The aim of this project is to provide a decision making tool for job seekers in the analytics fields. Specifically, the project consists of two parts: Visualizations and Predictive modeling.
The Visualizations offer key insights from the job postings data relating to the followings:
- Locations
- Sectors & Industries
- Qualification & Skills
- Salary
The predictive tool allows the users to get an estimate on Annual salary based on features variables (e.g., Analytics-specific skills such as SQL and Visualization, and Company information such as Industry and number of employees)

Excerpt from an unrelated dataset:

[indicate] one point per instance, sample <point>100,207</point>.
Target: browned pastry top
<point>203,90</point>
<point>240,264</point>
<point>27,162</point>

Below are the files created for this projects:
-
Business_Analyst_cleaning.ipynb: This script performs cleaning of Business analyst job posting data
-
Data_Analyst_cleaning.ipynb: This script performs cleaning of Data analyst job posting data
-
Data_Scientist_cleaning.ipynb: This script performs cleaning of Data scientist job posting data
-
Business_Analyst_cleaned.xlsx: This is the cleaned data for Business analyst job posting data
-
Data_Analyst_cleaned.xlsx: This is the cleaned data for Data analyst job posting data
-
Data_Scientist_cleaned.xlsx: This is the cleaned data for Data scientist job posting data
-
Business_Analyst.ipynb: This script performs EDA on the Business analyst job posting data
-
Data_Analyst.ipynb: This script performs EDA on the Data analyst job posting data
-
Data_Scientist.ipynb: This script performs EDA on the Data scientist job posting data
-
Predictive_Modeling.ipynb: This script constructs predictive models for annual salary, runs validations, and compares results between the models.
- Models: Linear, Ridge, and Lasso regression models
- Validation: Cross validation
- Measure of goodness: RMSE
For the overall summarized results, please see Presentation.pdf.